Software counterfeiters pass on Windows Vista and instead prefer to pirate Windows XP, a Microsoft attorney said Tuesday, outlining a practice that tracks with the leanings of many of the company's customers.
While explaining the "Global Anti-Piracy Day" educational and enforcement effort Microsoft launched today, Bonnie MacNaughton, a senior attorney with the company, acknowledged that pirates prefer Windows XP over Vista.
"Historically, counterfeiters tend to focus on the 'n-1' version of software," MacNaughton said. "Because of the more robust antipiracy and security features in Vista, most sophisticated piracy rings still continue to focus on XP. But that's changing over time."
That pirates have stuck with XP -- which retains the bulk of the Windows operating system's market share -- is "very consistent with what we've seen in counterfeiting in the past," said MacNaughton. "There's usually a lag of between one and two years [before they can] figure out how to replicate those antipiracy and security features."
Counterfeiters currently copy Office 2003 rather than the newer Office 2007 for the same reasons, she said.
MacNaughton also touted the day's announcements of new initiatives and lawsuit filings scheduled to take place in 49 countries, ranging from Argentina to the US. "As counterfeiters have gotten more sophisticated, we have realized that this is not a situation that we can address alone," she said. "And we want to stress [today] the collaboration with Microsoft's partners and customers, and governments."
In the US, Microsoft filed 20 new lawsuits in federal court against software resellers that, according to the company's allegations, either sold pirated copies of Microsoft Windows XP Professional and Office or installed the counterfeit software on new PCs.
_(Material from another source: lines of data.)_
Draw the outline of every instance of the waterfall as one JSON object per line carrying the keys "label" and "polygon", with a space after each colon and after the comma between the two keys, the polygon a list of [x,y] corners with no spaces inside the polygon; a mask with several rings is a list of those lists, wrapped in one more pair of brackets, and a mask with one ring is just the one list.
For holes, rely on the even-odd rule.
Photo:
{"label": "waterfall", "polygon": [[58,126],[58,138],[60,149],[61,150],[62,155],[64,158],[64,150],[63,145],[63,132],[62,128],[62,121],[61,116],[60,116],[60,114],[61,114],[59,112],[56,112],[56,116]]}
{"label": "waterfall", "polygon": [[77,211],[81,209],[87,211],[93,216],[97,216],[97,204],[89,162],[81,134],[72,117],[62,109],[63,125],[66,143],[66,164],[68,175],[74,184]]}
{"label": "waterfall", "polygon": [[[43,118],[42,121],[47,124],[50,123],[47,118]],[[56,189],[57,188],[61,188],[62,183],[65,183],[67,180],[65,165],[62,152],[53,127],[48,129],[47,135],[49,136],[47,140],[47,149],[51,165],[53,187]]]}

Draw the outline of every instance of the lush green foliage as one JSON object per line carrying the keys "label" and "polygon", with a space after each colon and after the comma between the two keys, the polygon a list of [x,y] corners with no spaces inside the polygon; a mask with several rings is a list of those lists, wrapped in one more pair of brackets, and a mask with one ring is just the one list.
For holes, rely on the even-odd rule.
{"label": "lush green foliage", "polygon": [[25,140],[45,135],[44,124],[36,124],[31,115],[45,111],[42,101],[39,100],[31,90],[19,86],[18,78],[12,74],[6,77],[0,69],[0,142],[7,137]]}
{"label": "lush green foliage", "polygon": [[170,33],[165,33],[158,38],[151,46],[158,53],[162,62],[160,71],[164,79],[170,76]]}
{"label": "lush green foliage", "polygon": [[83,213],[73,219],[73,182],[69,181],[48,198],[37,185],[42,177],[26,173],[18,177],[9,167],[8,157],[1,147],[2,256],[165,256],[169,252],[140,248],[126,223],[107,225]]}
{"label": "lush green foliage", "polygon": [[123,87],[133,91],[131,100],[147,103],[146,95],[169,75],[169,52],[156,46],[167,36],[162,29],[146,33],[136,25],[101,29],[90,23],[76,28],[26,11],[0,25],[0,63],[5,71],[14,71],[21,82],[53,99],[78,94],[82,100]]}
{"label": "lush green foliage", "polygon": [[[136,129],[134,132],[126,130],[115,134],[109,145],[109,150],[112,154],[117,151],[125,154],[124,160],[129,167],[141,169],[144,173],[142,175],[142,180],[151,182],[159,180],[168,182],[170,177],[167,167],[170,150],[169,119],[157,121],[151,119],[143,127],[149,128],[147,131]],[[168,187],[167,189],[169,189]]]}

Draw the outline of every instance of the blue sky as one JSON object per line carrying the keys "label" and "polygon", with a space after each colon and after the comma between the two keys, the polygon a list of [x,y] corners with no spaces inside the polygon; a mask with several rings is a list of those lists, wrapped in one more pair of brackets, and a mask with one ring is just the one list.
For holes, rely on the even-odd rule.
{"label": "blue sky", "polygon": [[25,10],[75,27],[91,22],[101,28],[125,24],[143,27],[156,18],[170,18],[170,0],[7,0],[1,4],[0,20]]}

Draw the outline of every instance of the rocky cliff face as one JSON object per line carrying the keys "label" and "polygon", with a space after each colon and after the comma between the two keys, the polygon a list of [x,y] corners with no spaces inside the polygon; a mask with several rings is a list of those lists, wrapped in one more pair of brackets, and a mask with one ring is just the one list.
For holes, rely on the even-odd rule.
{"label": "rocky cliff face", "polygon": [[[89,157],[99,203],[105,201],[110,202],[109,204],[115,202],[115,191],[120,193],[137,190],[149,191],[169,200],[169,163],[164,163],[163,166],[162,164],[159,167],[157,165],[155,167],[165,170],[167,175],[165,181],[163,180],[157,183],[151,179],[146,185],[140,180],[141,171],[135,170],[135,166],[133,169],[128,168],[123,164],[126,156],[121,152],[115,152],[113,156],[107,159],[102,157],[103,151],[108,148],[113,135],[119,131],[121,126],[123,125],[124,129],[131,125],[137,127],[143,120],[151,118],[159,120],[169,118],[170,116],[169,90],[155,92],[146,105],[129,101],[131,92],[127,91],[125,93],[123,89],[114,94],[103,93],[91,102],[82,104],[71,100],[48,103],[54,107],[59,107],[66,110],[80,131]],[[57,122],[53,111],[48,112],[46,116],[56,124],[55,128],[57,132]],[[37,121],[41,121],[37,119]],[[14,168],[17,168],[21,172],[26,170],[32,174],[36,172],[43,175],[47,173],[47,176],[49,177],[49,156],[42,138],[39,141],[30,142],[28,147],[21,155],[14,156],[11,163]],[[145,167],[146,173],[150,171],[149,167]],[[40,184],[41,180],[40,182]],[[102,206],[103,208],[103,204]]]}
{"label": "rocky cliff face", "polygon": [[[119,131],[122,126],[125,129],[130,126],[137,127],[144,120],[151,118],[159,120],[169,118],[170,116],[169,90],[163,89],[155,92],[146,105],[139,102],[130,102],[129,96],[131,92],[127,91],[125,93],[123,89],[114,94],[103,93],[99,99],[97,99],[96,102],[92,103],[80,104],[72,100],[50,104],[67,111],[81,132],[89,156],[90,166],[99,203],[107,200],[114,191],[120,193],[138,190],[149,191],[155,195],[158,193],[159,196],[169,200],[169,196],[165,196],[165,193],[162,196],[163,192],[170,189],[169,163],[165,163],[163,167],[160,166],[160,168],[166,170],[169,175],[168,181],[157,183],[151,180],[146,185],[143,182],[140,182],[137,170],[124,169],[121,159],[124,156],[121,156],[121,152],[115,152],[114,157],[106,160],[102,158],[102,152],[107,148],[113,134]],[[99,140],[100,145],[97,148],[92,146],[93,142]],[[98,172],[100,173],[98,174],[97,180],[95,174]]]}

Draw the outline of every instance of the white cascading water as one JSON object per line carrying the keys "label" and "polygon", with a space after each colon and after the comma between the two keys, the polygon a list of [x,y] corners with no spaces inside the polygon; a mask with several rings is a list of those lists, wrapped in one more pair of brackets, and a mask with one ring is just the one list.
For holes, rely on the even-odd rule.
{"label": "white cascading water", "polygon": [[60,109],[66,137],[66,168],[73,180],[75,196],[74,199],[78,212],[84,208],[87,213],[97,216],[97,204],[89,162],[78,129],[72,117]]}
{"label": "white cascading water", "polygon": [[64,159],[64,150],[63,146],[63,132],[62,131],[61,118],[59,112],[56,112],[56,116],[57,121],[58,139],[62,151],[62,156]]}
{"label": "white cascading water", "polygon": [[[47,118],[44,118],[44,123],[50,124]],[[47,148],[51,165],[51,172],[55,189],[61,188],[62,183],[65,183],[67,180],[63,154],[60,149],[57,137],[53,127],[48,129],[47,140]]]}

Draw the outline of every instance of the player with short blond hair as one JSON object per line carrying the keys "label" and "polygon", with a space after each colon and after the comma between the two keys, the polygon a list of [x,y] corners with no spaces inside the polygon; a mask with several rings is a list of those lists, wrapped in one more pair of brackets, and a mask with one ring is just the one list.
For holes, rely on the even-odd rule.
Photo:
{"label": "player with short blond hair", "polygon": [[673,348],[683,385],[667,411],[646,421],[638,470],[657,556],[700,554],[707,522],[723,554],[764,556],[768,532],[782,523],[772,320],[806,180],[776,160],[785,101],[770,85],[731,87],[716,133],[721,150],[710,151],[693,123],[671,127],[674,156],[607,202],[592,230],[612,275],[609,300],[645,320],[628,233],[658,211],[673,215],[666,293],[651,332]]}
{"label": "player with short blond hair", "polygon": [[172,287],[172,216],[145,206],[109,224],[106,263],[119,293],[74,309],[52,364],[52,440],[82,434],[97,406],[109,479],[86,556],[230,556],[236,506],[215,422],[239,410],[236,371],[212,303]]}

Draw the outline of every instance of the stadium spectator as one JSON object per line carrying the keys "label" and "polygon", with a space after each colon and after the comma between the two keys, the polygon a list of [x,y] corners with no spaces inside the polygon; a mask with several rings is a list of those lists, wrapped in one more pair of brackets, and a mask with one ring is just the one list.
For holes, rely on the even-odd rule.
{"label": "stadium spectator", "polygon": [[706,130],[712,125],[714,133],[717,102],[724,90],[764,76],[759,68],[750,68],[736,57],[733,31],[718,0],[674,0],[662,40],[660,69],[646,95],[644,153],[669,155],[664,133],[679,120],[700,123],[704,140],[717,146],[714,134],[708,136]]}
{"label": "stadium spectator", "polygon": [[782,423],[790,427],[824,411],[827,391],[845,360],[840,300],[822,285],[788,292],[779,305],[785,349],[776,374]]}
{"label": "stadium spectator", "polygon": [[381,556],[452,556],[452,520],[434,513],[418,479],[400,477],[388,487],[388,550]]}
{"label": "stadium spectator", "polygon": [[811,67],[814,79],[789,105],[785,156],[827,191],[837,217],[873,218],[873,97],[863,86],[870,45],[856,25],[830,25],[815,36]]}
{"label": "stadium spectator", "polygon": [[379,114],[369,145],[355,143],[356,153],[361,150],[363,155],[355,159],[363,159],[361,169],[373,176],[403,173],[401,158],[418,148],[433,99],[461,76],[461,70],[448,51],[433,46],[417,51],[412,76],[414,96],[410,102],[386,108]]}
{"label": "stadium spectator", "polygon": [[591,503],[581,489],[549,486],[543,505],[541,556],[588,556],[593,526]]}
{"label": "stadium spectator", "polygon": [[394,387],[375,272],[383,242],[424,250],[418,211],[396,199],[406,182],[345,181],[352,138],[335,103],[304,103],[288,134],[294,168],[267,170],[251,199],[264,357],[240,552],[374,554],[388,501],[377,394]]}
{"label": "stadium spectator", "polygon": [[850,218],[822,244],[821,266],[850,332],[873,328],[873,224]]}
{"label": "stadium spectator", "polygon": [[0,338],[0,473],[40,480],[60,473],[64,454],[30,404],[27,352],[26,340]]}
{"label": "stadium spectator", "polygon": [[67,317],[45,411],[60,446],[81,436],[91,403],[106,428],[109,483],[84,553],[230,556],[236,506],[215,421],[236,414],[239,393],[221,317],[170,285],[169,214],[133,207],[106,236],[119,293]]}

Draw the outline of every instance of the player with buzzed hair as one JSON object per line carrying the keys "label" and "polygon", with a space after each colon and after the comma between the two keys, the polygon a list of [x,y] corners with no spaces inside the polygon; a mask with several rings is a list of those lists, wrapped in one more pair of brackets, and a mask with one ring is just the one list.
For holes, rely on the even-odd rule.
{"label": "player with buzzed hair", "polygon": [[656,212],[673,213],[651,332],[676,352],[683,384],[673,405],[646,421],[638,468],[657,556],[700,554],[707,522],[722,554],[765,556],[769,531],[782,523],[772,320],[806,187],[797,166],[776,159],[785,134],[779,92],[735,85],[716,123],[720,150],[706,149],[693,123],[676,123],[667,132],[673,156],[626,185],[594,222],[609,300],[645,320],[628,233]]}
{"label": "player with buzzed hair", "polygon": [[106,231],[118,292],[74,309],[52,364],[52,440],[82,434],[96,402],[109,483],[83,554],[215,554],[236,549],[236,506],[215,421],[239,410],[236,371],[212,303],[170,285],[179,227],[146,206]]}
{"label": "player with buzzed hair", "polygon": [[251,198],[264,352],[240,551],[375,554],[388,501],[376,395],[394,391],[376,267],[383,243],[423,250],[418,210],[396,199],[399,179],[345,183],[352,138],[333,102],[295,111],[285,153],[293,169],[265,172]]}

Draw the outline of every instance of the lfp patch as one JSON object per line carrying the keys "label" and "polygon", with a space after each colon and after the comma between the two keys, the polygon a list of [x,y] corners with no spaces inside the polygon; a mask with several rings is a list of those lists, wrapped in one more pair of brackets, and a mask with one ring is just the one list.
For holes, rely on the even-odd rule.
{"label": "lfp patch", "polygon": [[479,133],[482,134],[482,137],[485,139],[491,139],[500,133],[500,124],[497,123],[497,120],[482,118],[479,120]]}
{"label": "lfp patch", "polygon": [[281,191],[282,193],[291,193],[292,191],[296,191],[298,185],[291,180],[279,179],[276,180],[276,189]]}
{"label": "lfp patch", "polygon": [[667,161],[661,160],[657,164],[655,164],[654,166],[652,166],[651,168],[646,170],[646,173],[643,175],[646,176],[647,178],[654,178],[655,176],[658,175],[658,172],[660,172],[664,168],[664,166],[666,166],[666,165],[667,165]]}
Nine of the lawsuits were filed in California; two each were filed in Ohio, Oregon and Texas; and others were filed in Connecticut, Florida, Louisiana, Minnesota and New York.
MacNaughton also said that Microsoft is planning on another antipiracy educational effort early next year to make sure that customers know Windows XP's lifespan is coming to an end. "We're expecting that counterfeiters will attempt to fill the void at XP's end of sales," she said.
Microsoft will halt Windows XP Professional sales to small mom-and-pop computer sellers after January 31, 2009. Larger computer manufacturers, such as Dell and Hewlett-Packard, however, will be able to obtain XP media for "downgrades" from Vista Business and Vista Ultimate licenses through the end of July 2009. Microsoft only recently said that it would extend shipments of XP to OEMs; previously, it had said it would stop the practice in January.
According to MacNaughton, Microsoft will roll out a campaign in early 2009 that will remind people of XP's demise and warn them that copies they obtain after those end-of-sale dates could be counterfeit. "We're planning [a campaign] in January or February to make sure our customers know what our rules and policies are about Windows XP," she said, "to make sure they understand what may be illegitimate and what may be legitimate. We want to make sure that the XP they might be getting is genuine."
Data compiled in August by a Florida developer of Windows performance metrics software showed that more than one-third of all new PCs are still downgraded to Windows XP from Vista, either by the user after purchase or by the computer maker at the factory.